Hi Stan, which version of Peaksight is running there? I don't see the equations in the 6.x users guide, but I think you should still have the initial version of the SXfive users guide somewhere there. The equations relevant to the Ancey method are given in the guide to Results. I have a pdf of the original paper from the famous St-Martin-d'Heres Summer School on Microanalysis and Scanning Electron Microscopy in 1978 if you need it. We also outlined the basic things in our IOP paper ( Jercinovic, M.J., Williams, M.L., Allaz, M.J., and Donovan, J.J. (2012) Trace analysis in EPMA. IOP Conference Series: Materials Science and Engineering 32 (J.L. Labar, C.T. Walker, F. Brisset, O. Dugne, and F. Robaut eds.). Institute of Physics Publishing, Bristol, UK. Doi:10.1088/1757-899X/32/1/012012. P.1-22).
I am not sure of the exact Goldstein equation Cameca might be using now, but I would presume it is the one used in Goldstein (1967) which is also outlined in the Goldstein et al textbook (editions 1-3, not v4!). You can also find the Ziebold approximation in that book also, which gives a result pretty similar to the Goldstein calculation. Might check on that implementation with Carl Henderson at Ametek.

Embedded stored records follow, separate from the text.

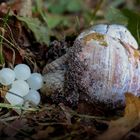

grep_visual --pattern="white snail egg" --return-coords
[27,73,43,90]
[5,88,24,105]
[12,80,29,96]
[0,68,15,86]
[14,64,31,80]
[24,90,40,105]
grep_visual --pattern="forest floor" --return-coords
[0,0,140,140]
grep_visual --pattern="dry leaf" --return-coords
[97,93,140,140]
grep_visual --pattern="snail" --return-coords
[41,24,140,111]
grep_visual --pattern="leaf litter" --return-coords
[0,0,140,140]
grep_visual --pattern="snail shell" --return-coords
[41,24,140,108]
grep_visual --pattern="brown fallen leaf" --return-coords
[96,93,140,140]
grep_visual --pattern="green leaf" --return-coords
[17,17,49,44]
[105,7,128,25]
[67,0,84,12]
[47,15,63,29]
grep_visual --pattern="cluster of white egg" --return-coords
[0,64,43,105]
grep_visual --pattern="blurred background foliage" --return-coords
[33,0,140,43]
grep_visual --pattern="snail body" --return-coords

Anyway, a lot of this depends importantly on the confidence level you need (to get the student's T value) and the number of measurements involved in the test. We like the statistics of the Ancey approach overall. Remember you are just manipulating X-ray counting statistics based on Poisson stats and relating that to concentration. The question of detectability is somewhat subjective (i.e. 3x the standard deviation of the background). This means the concept of "correct" is not so straightforward. Detection limit sounds like it should be a hard number, but it is really just a statistical estimate from a confidence envelope that makes no presumption of accuracy. When does a signal emerge from the noise? You can say probably this value or that value depending on your assumptions and how you define that magical signal level. I am just making this worse now, sorry. One thing for sure, these sorts of measurements imply that, as your peak intensity approaches the background intensity, the precision on the background measurement needs to be excellent. As you will see in the equations, the calculation of detection limit depends mostly on the precision of the background.